We witnessed drastic statistical aberrations in favor of the pitchers in
the intervening years. The 1972 players strike obliterated several games
at the beginning of the season. Free agency was on the horizon. New
stadia featured ersatz grass. Televised football was challenging
baseball as the national pastime. All of these changes had greater
historical impact than removing the pitcher from the batting order. People
suggest that Abner Doubleday (who had nothing to do with the invention
of baseball) would turn over in his grave if he knew about the DH, not
realizing the founding fathers would be much more shocked by players
wearing gloves to catch the ball, pitchers throwing overhand, foul balls
as strikes, and bunting. Projected spin-off rules haven’t happened and
aren’t being discussed. There are no designated runners or separate
offensive and defensive platoons as in football. Daniel
Okrent made a plea to ban the DH in the July 1983 issue of Sport. He complained that
more complete games ruin pitcher’s arms (as Billy Martin devastated
the Oakland starters through overuse).
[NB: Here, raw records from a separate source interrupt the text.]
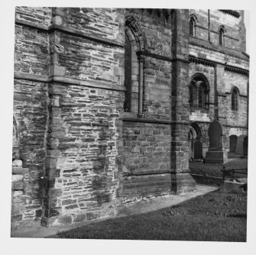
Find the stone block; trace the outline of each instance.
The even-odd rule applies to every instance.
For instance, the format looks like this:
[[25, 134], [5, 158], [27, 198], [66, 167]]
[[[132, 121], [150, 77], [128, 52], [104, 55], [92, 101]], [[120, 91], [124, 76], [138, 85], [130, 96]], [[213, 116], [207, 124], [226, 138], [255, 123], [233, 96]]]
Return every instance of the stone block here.
[[71, 215], [63, 215], [58, 217], [58, 224], [65, 225], [72, 223]]
[[50, 76], [64, 76], [66, 68], [64, 66], [53, 65], [50, 66]]
[[15, 160], [12, 161], [12, 166], [22, 167], [22, 161], [21, 160]]
[[73, 222], [81, 222], [86, 219], [86, 214], [80, 214], [77, 215], [73, 216]]

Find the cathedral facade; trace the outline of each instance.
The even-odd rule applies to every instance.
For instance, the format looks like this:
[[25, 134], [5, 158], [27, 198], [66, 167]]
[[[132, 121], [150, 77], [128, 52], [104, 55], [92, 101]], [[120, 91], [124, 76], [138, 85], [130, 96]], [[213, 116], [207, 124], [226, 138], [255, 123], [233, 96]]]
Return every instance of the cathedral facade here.
[[243, 11], [17, 7], [11, 228], [193, 192], [246, 156]]

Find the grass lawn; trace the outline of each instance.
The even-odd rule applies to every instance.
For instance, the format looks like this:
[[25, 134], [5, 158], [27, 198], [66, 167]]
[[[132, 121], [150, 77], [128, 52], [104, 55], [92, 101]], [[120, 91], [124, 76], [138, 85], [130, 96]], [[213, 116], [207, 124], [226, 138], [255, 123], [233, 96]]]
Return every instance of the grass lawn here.
[[[226, 169], [245, 169], [247, 168], [247, 159], [234, 159], [224, 164]], [[192, 174], [207, 176], [206, 179], [202, 179], [203, 182], [201, 179], [197, 179], [199, 177], [193, 176], [199, 183], [215, 184], [214, 182], [215, 182], [216, 184], [218, 184], [218, 179], [214, 180], [214, 179], [208, 177], [217, 177], [222, 179], [223, 176], [222, 169], [222, 165], [203, 164], [202, 163], [190, 163], [190, 169]], [[234, 176], [235, 178], [246, 177], [246, 176], [239, 173], [235, 173]], [[221, 181], [221, 179], [219, 181]]]
[[109, 219], [58, 238], [246, 241], [247, 193], [216, 191], [180, 205]]

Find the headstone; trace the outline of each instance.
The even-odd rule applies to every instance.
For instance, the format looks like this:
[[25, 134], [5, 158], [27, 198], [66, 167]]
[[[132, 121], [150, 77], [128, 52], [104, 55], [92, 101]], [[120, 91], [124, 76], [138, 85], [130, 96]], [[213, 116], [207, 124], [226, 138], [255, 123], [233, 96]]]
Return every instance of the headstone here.
[[222, 150], [222, 128], [219, 121], [214, 121], [211, 123], [208, 135], [209, 137], [209, 150], [219, 151]]
[[244, 138], [245, 135], [241, 134], [238, 137], [237, 142], [236, 142], [236, 149], [235, 153], [237, 154], [244, 155]]
[[222, 128], [218, 121], [210, 124], [208, 130], [209, 147], [206, 153], [205, 163], [211, 164], [222, 164], [224, 153], [222, 150]]
[[247, 156], [248, 153], [248, 137], [244, 138], [244, 156]]
[[194, 158], [195, 160], [203, 159], [203, 144], [199, 140], [194, 144]]
[[236, 135], [231, 135], [229, 137], [229, 152], [235, 153], [237, 141], [238, 137]]

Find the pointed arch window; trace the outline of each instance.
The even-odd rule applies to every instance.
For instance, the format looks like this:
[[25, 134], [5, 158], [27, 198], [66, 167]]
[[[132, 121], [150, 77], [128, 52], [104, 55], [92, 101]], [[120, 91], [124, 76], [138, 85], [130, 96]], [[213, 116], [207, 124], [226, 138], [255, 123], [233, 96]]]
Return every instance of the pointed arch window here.
[[238, 111], [238, 90], [235, 88], [232, 90], [232, 96], [231, 96], [231, 108], [232, 111]]
[[206, 77], [202, 73], [193, 75], [189, 89], [190, 108], [208, 109], [209, 85]]
[[219, 44], [224, 46], [224, 29], [223, 27], [219, 28]]
[[137, 20], [131, 15], [125, 18], [125, 92], [124, 110], [143, 115], [144, 58], [139, 53], [145, 49], [144, 35]]
[[190, 35], [195, 36], [195, 21], [193, 18], [190, 18]]
[[199, 89], [198, 89], [198, 108], [206, 108], [206, 87], [203, 82], [199, 82]]
[[195, 37], [196, 36], [196, 24], [197, 18], [194, 15], [191, 15], [190, 18], [190, 35]]
[[196, 85], [194, 81], [192, 81], [190, 86], [190, 105], [191, 108], [196, 105]]

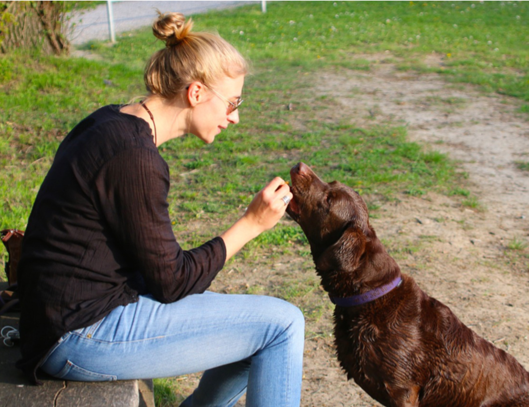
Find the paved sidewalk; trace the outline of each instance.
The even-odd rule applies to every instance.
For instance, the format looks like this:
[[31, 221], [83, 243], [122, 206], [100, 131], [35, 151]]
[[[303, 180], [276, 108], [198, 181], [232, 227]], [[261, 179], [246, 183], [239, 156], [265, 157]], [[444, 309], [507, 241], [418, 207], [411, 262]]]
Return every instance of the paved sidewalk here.
[[[260, 4], [261, 2], [255, 0], [113, 2], [116, 40], [119, 33], [151, 25], [156, 18], [157, 8], [162, 13], [177, 11], [188, 16], [208, 10], [218, 10], [252, 3]], [[92, 40], [110, 39], [106, 4], [99, 5], [92, 10], [73, 13], [70, 22], [75, 24], [69, 39], [74, 45]]]

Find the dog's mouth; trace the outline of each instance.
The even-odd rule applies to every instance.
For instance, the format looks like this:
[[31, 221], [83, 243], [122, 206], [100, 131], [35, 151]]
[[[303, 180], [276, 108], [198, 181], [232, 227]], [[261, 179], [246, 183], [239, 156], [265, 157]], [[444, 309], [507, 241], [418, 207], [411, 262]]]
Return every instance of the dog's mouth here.
[[295, 221], [297, 221], [299, 219], [299, 205], [298, 204], [296, 199], [295, 189], [291, 186], [290, 187], [290, 192], [292, 193], [293, 197], [290, 202], [288, 203], [288, 206], [287, 206], [287, 213]]

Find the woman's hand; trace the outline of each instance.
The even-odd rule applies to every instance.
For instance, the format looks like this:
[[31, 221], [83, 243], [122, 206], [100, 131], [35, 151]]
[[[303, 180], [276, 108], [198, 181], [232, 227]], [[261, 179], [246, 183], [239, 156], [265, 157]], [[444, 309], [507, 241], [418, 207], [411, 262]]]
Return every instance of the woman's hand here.
[[282, 200], [292, 199], [290, 188], [281, 178], [276, 177], [259, 191], [248, 206], [244, 216], [258, 230], [259, 233], [271, 229], [279, 222], [287, 205]]
[[252, 239], [275, 226], [287, 209], [284, 196], [290, 200], [292, 193], [279, 177], [256, 194], [242, 217], [221, 235], [226, 245], [226, 260]]

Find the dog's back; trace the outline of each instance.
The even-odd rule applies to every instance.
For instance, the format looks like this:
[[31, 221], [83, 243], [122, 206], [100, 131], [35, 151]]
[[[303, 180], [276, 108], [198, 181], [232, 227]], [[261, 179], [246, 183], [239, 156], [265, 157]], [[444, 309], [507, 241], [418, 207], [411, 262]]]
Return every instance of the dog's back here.
[[[287, 211], [307, 236], [322, 286], [337, 304], [354, 299], [334, 310], [349, 378], [386, 406], [529, 407], [529, 373], [401, 273], [358, 194], [303, 163], [290, 176]], [[376, 299], [358, 305], [368, 296]]]
[[385, 405], [529, 406], [523, 367], [408, 276], [377, 301], [336, 307], [334, 319], [348, 378]]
However, that has nothing to do
with the DH, if anything the opposite is true: pitchers come out when
they’re through (it doesn’t take a major league manager to stick a
fork in a pitcher to tell when he’s done, the average fan can tell).
AL pitchers are no longer pitching more complete games than NL pitchers.
We miss great hitting pitchers, but we also miss lousy hitting pitchers
who discredit the game by not being multi-skilled athletes who can do it
all (ironically, an argument made against the designated hitter). Okrent
believes that stars should retire rather than embarrass themselves as a
DH with only a shadow of their former skills. I agree, but also suggest
that’s been an early misuse of a rule still too new to have evolved
into a standard form of usage. When the rule was introduced, the first
designated pinch hitters (according
to William Leggett in Sports Illustrated) were expected to be
Harmon Killebrew or Tony Oliva, Frank Howard, Dick Allen, Al Kaline,
Rico Carty, Frank Robinson, Matty Alou, Orlando Cepeda, and Alex
Johnson. All were former home run or batting champions. They were
expected to eradicate the difference of 824 runs between the two leagues
as happened in 1972. The
designated hitter is mostly misused. Ideally, no player should be a DH.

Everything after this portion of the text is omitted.